Provider handbooks and billing guides are available on the DPW web site now. Instructions on how to use PROMISe – Provider Internet Users Manual – will be available on this web site on March 1. Changes are being made to both handbooks and billing guides on a daily basis, so providers are strongly encouraged to use these documents on the web site rather than printing them. To determine how updated a document is, see the date that appears under the name of the document. That date is the date the document was last updated.

Are managed care payers going to be required to follow the same EPSDT guidelines as the dept.?
Managed care payers are not required to follow the same EPSDT guidelines as the Department of Public Welfare. These payers have some leeway for making determinations on how they will handle EPSDT services.

Will weight of the patient be a requirement for EPSDT screens? If so, when will this be implemented?
Weight will not be required for EPSDT screens. OMAP staff have not heard of any discussions that this will be included in the future.

How should immunizations for EPSDT screens be reported on the 1500-forms?
Providers should use the procedure codes for vaccines that are currently on the fee schedule. They will be reported in the same way as was required for MAMIS.

What will need to be in block 10d and 24h of the CMS 1500?
Block 10d: A biller can enter the social security number of the primary insured if the primary insured is other than the MA recipient (optional). This block can also be used for the referral codes that are listed on the DPW web site.

Block 24h: This block is always used to report visit codes. There may be times when additional codes would be entered when the diagnosis does not indicate the presence of another condition (such as pregnancy – code 09, or patient refused or failed to pay the copay – code 11. Code 11 is used for informational purposes only; OMAP will continue to deduct the copay amount from the fee.)

I have several service location IDs that are under the incorrect provider type, do I need to have those numbers corrected? How do I correct them?
When ePEAP is available on Marcy 1, log on to this service and end date the service location. If the provider has been assigned an incorrect provider type, they must submit an enrollment application and the change will be made. OMAP has added significant numbers of staff to update this information in order to provide this information as quickly as possible.
The provider enrollment form can be downloaded from the OMAP web site (www.dpw.state.pa.us/omap).

Currently ePEAP will only accept the old 9-digit provider number and password. When ePEAP is fully functional, providers should use the new 13-digit number. OMAP will update their web site when this change has been made.

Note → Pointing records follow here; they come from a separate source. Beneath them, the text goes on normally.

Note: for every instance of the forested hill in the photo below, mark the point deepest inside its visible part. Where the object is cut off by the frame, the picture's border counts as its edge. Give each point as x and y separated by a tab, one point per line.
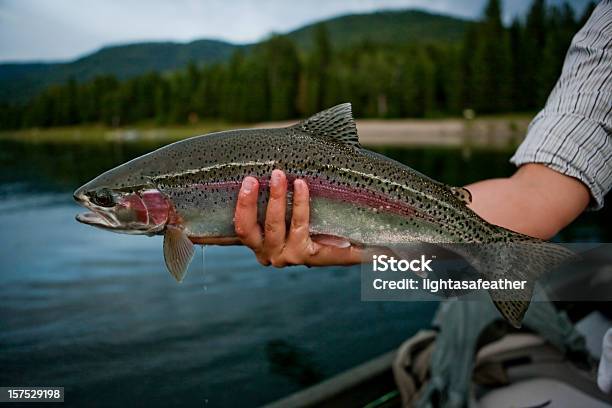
386	27
20	81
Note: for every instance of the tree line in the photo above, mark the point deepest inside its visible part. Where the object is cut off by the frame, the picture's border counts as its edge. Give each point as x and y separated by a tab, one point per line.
492	69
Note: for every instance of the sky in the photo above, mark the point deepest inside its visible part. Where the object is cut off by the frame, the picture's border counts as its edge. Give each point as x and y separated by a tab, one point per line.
56	30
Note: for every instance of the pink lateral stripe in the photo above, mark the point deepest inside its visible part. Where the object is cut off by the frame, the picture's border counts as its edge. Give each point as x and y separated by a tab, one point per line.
322	188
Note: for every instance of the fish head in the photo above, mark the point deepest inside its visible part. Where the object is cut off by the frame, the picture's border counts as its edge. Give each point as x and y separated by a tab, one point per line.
123	209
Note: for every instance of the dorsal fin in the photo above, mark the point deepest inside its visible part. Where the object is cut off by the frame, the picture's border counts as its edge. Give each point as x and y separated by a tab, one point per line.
462	193
336	122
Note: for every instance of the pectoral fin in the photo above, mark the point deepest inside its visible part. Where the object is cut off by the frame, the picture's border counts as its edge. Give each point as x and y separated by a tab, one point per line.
331	240
178	252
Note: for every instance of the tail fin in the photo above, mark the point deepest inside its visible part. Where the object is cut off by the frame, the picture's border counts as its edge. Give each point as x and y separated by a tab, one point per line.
519	259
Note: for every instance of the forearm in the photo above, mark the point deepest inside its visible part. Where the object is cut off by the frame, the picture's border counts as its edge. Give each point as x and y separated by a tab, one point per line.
535	201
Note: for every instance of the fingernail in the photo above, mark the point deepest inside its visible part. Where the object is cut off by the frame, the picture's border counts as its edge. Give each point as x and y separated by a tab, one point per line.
298	184
275	179
248	184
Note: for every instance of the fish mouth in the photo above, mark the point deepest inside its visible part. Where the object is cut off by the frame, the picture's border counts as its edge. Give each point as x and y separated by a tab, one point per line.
94	219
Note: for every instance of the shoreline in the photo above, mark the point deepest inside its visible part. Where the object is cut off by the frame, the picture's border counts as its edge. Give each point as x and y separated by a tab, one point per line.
495	132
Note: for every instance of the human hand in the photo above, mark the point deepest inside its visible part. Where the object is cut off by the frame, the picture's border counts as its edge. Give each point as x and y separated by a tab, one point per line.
276	245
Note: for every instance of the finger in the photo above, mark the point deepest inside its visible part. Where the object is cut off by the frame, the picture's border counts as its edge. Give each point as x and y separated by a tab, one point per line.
275	228
245	218
300	218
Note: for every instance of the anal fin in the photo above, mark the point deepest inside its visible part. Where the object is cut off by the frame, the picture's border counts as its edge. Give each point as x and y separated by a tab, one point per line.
178	252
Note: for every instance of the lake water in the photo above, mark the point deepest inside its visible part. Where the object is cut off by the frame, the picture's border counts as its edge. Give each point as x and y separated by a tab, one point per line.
98	314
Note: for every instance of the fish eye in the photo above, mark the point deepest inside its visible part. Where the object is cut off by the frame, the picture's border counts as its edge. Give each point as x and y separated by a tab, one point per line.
103	198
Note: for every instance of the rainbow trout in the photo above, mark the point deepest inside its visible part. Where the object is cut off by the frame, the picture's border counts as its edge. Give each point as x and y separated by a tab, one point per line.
187	192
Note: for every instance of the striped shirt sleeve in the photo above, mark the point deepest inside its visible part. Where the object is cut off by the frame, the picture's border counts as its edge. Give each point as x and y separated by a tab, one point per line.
573	133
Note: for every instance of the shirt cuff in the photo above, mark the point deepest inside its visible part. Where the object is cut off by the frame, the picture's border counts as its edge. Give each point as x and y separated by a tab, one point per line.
572	145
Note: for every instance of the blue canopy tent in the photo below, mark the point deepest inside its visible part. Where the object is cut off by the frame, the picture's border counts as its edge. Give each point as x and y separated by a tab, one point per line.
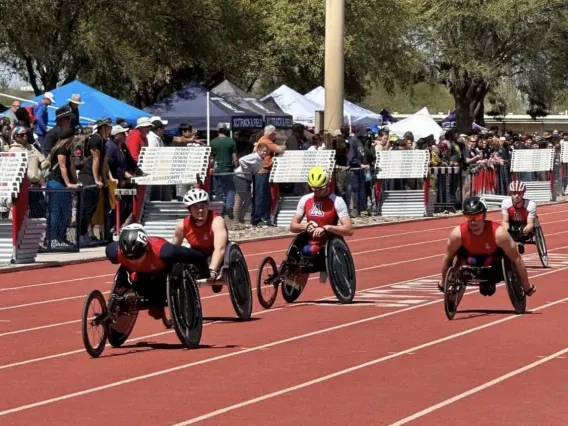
241	98
189	105
97	105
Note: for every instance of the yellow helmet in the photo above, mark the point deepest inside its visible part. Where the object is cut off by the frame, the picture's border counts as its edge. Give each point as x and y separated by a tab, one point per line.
318	177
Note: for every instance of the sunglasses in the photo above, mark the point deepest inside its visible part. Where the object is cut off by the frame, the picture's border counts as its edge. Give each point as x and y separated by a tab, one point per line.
474	217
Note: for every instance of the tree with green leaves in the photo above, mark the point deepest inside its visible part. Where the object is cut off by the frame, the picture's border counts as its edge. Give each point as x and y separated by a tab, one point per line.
472	45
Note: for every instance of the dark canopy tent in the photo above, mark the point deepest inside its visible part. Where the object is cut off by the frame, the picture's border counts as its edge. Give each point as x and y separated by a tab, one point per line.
189	105
241	98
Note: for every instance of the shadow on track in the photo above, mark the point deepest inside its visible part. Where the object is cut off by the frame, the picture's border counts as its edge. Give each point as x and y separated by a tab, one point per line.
487	312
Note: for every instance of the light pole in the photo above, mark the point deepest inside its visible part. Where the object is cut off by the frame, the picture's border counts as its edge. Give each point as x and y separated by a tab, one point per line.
334	63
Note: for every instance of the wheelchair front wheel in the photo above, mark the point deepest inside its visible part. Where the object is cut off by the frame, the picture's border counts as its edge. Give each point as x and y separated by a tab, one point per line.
514	288
541	246
451	293
95	315
266	282
240	289
185	305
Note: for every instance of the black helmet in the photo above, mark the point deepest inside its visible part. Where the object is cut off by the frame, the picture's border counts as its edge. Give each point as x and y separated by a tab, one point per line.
133	241
474	205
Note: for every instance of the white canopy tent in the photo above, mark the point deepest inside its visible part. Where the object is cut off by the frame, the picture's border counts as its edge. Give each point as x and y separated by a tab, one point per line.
349	109
291	102
420	124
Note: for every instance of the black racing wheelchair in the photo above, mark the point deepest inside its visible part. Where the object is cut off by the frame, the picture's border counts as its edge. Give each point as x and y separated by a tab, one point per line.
114	321
458	278
182	306
536	237
234	273
333	261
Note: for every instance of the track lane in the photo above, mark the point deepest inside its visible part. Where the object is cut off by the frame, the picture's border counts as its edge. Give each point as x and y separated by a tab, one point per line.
305	357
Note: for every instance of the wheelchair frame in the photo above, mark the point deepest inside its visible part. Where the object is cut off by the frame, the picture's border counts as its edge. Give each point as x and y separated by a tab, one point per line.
289	268
122	305
458	278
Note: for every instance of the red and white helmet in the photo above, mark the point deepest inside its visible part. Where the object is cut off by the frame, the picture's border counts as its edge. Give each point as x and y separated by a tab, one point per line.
517	186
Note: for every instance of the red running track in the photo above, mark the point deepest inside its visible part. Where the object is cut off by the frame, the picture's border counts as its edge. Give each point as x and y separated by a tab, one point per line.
390	358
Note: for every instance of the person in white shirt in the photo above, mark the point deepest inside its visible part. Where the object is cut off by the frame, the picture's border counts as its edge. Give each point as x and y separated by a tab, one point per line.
249	165
157	132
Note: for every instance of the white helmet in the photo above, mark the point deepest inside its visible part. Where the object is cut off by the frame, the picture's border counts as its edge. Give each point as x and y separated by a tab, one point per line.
194	196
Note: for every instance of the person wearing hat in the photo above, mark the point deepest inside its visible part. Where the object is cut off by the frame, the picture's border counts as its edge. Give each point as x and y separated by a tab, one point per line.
74	102
40	111
62	120
138	137
94	172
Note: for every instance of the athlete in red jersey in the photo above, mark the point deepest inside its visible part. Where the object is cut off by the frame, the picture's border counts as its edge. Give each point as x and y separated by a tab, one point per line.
481	242
325	213
205	231
519	215
147	259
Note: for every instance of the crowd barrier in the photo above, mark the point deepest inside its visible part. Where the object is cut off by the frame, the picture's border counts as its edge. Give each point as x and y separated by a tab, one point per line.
401	184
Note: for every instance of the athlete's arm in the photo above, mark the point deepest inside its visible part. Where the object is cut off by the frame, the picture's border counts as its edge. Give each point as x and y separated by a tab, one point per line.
111	252
505	215
452	247
296	226
345	227
531	208
506	243
178	234
220	239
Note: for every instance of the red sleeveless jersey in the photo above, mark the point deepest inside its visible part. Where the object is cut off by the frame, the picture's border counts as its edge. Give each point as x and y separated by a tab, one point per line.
480	245
201	237
151	262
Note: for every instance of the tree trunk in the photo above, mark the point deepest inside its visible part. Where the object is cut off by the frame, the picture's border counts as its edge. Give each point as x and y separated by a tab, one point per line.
469	96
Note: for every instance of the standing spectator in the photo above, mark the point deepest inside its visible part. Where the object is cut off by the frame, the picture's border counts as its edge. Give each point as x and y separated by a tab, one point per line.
249	165
156	133
138	137
40	111
11	113
94	172
224	157
121	167
73	105
297	139
63	118
63	175
262	195
36	164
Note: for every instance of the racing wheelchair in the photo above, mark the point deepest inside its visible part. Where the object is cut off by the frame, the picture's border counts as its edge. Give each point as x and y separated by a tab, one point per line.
459	277
536	237
115	320
334	260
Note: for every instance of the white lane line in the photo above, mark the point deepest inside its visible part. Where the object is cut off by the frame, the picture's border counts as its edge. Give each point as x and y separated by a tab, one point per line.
426	411
360	367
273	344
273	251
63	299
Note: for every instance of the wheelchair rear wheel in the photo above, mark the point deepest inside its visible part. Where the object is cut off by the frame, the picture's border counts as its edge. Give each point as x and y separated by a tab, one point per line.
514	287
95	314
341	270
185	305
167	318
541	246
451	293
266	284
240	289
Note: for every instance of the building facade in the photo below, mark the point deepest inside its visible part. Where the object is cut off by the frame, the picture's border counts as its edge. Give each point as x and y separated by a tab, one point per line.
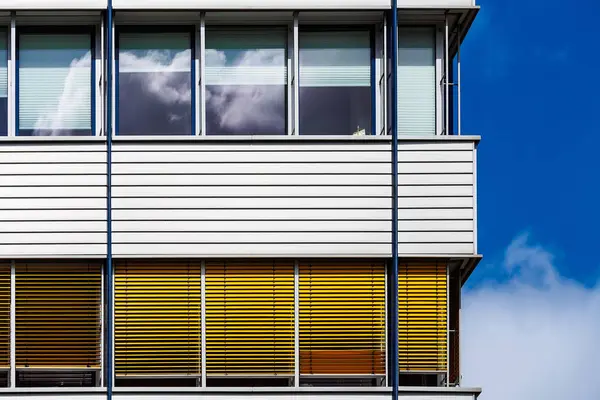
229	200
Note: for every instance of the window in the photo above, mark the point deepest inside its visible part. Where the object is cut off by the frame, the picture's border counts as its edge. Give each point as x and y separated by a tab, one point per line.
154	83
335	83
54	81
416	81
3	83
246	79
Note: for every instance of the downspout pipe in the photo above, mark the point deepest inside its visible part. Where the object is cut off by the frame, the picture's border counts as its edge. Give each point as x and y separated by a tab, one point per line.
394	274
109	263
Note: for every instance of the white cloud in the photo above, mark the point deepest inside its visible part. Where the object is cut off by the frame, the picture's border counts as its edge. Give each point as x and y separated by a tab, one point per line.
238	106
73	100
534	336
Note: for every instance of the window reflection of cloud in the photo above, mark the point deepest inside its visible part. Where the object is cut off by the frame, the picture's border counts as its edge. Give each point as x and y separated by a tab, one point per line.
73	99
161	74
255	104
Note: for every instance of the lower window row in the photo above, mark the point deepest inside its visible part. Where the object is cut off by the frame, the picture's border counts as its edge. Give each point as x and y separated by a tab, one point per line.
248	328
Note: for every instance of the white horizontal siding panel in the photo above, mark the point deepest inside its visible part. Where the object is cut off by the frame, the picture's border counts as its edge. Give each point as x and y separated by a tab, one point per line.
435	202
256	4
257	225
258	215
250	180
436	190
186	250
435	237
256	168
52	157
434	179
452	225
255	237
248	191
249	156
54	226
244	203
52	215
436	197
53	4
52	180
53	203
53	199
70	192
54	169
425	214
413	249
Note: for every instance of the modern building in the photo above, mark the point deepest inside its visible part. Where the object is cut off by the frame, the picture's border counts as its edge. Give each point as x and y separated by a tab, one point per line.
265	199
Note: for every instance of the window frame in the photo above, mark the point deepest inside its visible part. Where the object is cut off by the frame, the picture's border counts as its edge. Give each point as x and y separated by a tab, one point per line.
88	29
148	29
332	28
289	50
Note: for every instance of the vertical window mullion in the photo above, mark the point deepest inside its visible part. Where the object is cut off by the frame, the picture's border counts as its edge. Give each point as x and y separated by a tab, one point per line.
202	77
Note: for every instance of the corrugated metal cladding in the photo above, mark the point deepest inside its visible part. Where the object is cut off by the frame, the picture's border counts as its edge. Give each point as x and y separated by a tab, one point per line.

If I have a service location ID for my "pay to" address, i.e. 0006, do I use that for all of my services or do I need to set up a “pay to” location for each service address? If so how do I set them up?
The service location should reflect where the service was provided. Each service location can be given a “pay to” address by using ePEAP.

When will we get a list of new procedure codes?
Recently OMAP decided to use local codes through June 30, 2004. MA Bulletin 99-04-04 is now explaining this. MA Bulletin 99-04-02 was made obsolete by this new bulletin. New standard codes will not be used until after June 30.

Is there another provider type appropriate for Type 50 BHRS providers?
There is not a specific new provider type to replace Type 50. BHRS services will be linked through specialty codes based on the base license. These conversions are not yet complete, however the Department is doing all it can to complete them before March 1.